The perils of disinformation
Back in 2019, Danielle K. Citron of the Boston University School of Law and Robert Chesney of the University of Texas already concluded that the marketplace of ideas is suffering from “truth decay,” no thanks to technological innovations such as social media that have allowed disinformation to proliferate.
As opposed to misinformation, which is defined as false information spread with no ill intent, disinformation is more menacing as it involves content that is deliberately fabricated, manipulated, and distributed — mainly through social media— with a real intent to harm, such as damage a person’s reputation or distort public discussions on matters of great national significance, like the crucial elections in May.
The risks posed by disinformation to the Philippines’ democratic processes had been deemed so alarming that some of the country’s largest and most respected business groups came together and issued a rare joint statement in December last year expressing alarm over the presence of disinformation and even hate speech in social media and other communications platforms.
The 18 business groups including the Bankers Association of the Philippines, Federation of Filipino-Chinese Chambers of Commerce and Industry, Management Association of the Philippines, Philippine Chamber of Commerce and Industry, and the Makati Business Club said they had “watched with concern” how social media and other platforms had been used to spread disinformation, resulting in “erroneous beliefs, confusion and division.”

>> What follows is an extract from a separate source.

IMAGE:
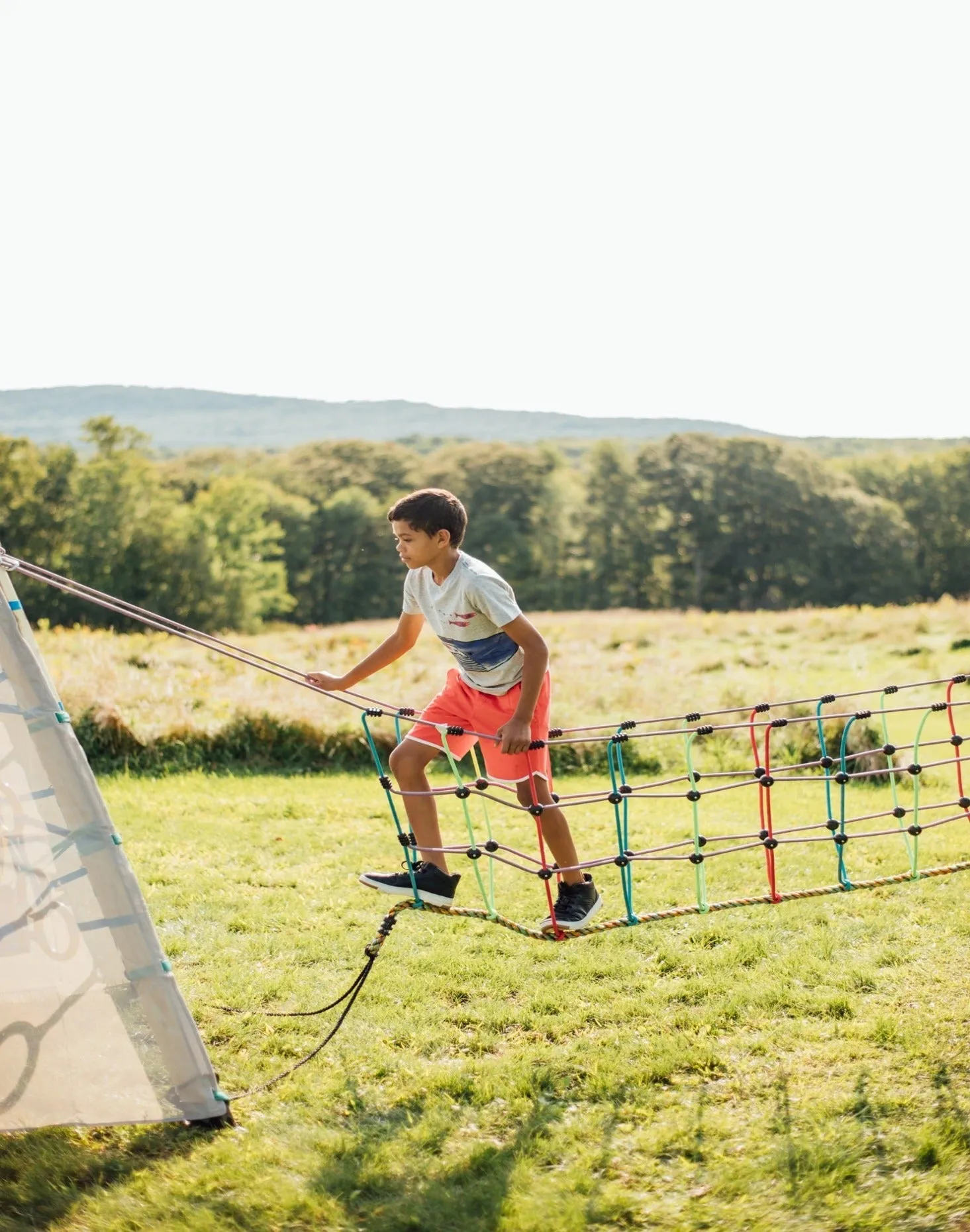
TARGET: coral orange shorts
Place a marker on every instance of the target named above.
(460, 705)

“We are losing the trust and unity we need to work together to better our lives, livelihoods and society, especially amid the pandemic crisis,” they said, “We watch with alarm how this abuse has spiked during this election season.”

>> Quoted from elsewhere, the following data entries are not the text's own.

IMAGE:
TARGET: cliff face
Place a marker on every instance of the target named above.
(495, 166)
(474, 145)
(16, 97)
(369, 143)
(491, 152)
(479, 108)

The groups fear that the damage caused by disinformation “may be long-lasting,” thus their clarion call on political players “to consider what they are doing to the country and to individuals, pledge not to engage in such abuse, and exhort their supporters to remain civil as well.”

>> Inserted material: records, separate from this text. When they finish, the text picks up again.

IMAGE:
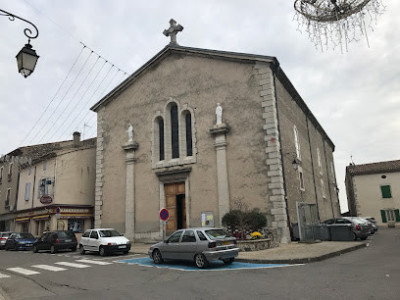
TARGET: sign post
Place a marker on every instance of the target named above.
(164, 215)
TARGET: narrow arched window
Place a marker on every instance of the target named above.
(189, 145)
(161, 138)
(174, 131)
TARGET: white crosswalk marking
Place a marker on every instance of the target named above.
(4, 276)
(23, 271)
(49, 268)
(95, 262)
(73, 265)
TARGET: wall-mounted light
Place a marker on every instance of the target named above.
(26, 57)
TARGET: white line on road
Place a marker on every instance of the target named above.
(23, 271)
(67, 264)
(49, 268)
(95, 262)
(4, 276)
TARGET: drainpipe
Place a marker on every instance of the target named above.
(312, 167)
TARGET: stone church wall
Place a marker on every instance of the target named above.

Over 100 groups from the academe, civil society, church and media are fortunately pushing back and have mounted various fact-checking campaigns such as #FactsFirstPH, Tsek.ph, Pinas Forward to battle disinformation, which is feared to be very much at play in this year’s crucial general elections.
Cleve Arguelles, lecturer at the De La Salle University’s political science department had said, for example, that disinformation and propaganda were propping up the popularity of presidential race frontrunner Ferdinand “Bongbong” Marcos Jr., especially among low-income groups who were most “vulnerable” to false information or fake news due to reliance on social media and limited access to the internet where they can access credible information.
This jibes with the findings of a separate survey conducted last year of the Ateneo School of Government that said that those who relied less on traditional media such as television, radio, and newspapers struggled to discern real information, thus more easily fall for or believe in disinformation.
Trust in social media decreases the odds of correctly identifying both real and fake news, according to Ateneo associate professor and researcher Dr. Imelda Deinla. “Trust in social media and Facebook are shown to impair one’s ability to detect misinformation,’’ Deinla said.
In contrast to Marcos, Vice President Leni Robredo has been the disproportionate target of disinformation on social media, according to fact-checking group Tsek.ph.
University of the Philippines’ journalism professor Yvonne Chua told a Senate committee earlier this month that of the initial 200 claims that the group had evaluated, the vast majority were against Robredo.
Indeed, the “speed, scale, and quality” of fake information has been constantly improving, making it even easier for unsuspecting people at the receiving end of the lies dominating social media users’ feeds to believe them.
And when candidates, for example, are confronted with potentially damaging true information, they benefit from the so-called “liar’s dividend” and just summarily dismiss them as “fake news,” products of “biased” media.
Social media platforms have been forced by governments worldwide to take action against disinformation and, to their credit, they have been doing their part in the Philippines.
Facebook, for instance, has taken down hundreds of malicious accounts, pages and groups for “coordinated inauthentic behavior,” suggesting that the conversations are not “organic” or by real people, while Twitter has allowed starting January this year users in the Philippines to flag tweets containing misleading information, among the first countries to have the reporting option.
These are indeed welcome moves which, combined with Filipinos adopting a more critical approach to information to check their veracity, will hopefully lead to better decision-making, especially in the May elections that will determine the country’s course in the next six years.